El joven, ofuscado y amable, le contesta la posibilidad de que por su fortaleza física sea ella quien nos entierre a todos. Entonces la abuelita lo besa en la frente y viéndolo a los ojos le dice:

—Dios te oiga, hijo. Dios te oiga.

Se ve frágil y delicada en extremo, físicamente lo es, pero cuando algo no le parece, echa mano de su energía en reposo y con la misma fuerza que a los ochenta y cinco años trepaba a los árboles de mango y muchas veces se impuso al enojo de un militar conocido por su carácter duro, ahora enfrenta las realidades, calma las disputas y reclama ante  la desidia y la deshonestidad.

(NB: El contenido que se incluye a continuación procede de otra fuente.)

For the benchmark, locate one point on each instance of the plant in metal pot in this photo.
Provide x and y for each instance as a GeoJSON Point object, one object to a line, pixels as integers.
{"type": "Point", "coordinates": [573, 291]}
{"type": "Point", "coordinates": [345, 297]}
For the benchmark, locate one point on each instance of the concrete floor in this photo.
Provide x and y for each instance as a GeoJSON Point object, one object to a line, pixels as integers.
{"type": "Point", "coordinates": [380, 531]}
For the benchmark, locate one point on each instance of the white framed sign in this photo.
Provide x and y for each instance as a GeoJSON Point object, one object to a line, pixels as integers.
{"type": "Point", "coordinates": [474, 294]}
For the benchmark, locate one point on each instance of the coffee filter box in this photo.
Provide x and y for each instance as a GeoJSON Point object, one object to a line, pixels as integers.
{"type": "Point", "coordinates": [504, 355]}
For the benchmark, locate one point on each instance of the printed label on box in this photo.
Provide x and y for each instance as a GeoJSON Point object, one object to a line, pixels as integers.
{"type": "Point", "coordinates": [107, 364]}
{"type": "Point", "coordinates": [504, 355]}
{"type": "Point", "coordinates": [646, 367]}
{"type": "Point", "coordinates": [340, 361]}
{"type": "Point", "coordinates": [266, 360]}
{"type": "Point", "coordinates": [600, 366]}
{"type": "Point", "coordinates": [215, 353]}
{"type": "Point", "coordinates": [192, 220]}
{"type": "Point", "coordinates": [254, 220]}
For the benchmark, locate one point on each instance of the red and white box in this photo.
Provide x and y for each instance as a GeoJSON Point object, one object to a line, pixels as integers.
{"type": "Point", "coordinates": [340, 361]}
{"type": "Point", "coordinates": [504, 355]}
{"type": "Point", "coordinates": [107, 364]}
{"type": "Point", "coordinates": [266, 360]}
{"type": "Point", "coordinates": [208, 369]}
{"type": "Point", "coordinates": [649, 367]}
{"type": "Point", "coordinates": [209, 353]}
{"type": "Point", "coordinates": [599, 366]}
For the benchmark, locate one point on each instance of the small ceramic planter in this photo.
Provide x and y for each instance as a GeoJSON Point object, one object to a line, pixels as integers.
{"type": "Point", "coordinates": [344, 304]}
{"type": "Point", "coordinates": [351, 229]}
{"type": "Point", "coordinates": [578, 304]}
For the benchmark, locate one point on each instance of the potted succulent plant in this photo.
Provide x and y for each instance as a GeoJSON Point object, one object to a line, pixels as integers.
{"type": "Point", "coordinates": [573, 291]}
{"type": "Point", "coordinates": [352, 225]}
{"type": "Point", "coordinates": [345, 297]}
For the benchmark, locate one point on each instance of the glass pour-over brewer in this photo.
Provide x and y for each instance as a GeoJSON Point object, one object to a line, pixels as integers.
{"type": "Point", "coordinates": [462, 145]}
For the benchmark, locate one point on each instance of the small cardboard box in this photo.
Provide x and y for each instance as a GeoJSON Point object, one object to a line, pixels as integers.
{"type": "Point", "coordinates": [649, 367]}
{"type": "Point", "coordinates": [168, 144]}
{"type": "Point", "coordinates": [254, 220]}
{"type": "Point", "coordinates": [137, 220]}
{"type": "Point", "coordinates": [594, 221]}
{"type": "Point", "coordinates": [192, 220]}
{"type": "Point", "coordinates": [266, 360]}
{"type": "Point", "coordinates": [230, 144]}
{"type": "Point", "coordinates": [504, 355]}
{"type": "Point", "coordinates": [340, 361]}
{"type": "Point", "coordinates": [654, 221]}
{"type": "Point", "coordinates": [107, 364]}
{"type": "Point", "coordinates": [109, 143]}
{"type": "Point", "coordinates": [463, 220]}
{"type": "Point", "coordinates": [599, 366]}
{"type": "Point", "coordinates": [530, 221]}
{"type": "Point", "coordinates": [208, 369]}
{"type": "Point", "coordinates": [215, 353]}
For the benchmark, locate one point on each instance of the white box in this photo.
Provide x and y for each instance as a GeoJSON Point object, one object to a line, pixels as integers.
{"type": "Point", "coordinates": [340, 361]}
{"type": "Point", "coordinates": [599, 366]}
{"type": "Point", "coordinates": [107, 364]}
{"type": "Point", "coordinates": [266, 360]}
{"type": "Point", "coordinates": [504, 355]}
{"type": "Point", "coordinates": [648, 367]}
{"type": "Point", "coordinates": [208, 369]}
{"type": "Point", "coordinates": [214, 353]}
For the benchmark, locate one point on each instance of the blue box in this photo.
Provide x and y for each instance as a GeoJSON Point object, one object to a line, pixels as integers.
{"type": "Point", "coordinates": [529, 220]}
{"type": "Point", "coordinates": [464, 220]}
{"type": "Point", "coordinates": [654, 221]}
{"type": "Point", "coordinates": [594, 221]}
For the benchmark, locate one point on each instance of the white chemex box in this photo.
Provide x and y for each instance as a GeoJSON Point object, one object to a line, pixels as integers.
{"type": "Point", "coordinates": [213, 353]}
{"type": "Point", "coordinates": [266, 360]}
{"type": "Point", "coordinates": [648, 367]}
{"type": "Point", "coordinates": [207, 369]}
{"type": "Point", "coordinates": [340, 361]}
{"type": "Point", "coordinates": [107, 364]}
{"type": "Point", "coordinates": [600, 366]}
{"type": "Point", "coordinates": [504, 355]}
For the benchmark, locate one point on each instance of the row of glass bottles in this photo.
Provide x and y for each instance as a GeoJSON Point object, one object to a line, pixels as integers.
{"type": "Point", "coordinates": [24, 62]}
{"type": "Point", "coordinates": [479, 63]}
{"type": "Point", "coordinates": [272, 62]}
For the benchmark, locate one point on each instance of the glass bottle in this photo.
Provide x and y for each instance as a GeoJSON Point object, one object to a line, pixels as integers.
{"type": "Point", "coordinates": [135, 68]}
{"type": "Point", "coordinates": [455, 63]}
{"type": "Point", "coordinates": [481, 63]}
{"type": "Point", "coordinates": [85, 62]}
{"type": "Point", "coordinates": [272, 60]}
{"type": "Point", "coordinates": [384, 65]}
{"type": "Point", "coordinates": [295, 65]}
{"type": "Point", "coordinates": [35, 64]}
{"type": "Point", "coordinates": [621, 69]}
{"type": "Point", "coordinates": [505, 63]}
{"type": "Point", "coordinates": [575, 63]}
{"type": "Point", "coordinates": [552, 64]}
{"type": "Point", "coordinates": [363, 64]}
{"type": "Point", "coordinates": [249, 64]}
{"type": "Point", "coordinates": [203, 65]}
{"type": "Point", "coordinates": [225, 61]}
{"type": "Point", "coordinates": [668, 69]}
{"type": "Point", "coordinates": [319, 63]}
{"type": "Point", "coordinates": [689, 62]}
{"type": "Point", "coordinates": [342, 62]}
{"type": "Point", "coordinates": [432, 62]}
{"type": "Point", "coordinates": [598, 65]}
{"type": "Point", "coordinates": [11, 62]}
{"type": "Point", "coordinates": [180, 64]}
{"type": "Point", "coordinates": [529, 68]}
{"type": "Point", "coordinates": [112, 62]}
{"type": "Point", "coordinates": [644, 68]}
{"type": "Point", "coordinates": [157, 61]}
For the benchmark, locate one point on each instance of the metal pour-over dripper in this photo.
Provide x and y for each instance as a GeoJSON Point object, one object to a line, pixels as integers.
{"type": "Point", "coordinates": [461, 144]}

Entre familia, vecinos y amigos la festejamos con misa, pastel y tamales. Si bien los temas charlados son varios, al final se encaminan hacia la política y surgen muchas quejas respecto a nuestra realidad actual y a nuestros gobernantes.  Alguien dice que las calles mal hechas y llenas de baches profundos son una metáfora del modo en que se están manejando las políticas económicas y sociales, otro insiste en poner en su lugar a Diputados y Senadores,  hablan de la clase media golpeada y oprimida, se quejan de los modos en que se manifiestan otros quejosos, uno más nos recuerda la corrupción y del robo perpetuo, entonces suena la voz de la abuelita, es apenas un murmullo, no obstante todos logramos escucharla:

—Antes los hombres actuaban más y lloraban menos.

Dicen que las palabras, cuando van cargadas de inteligencia y razón, son capaces de llegar muy lejos aunque se pronuncien bajito. Las palabras de la abuelita me acompañaron hasta mi casa y siguen resonando de tal modo en mi mente, que no me quedó de otra que compartirlas con ustedes.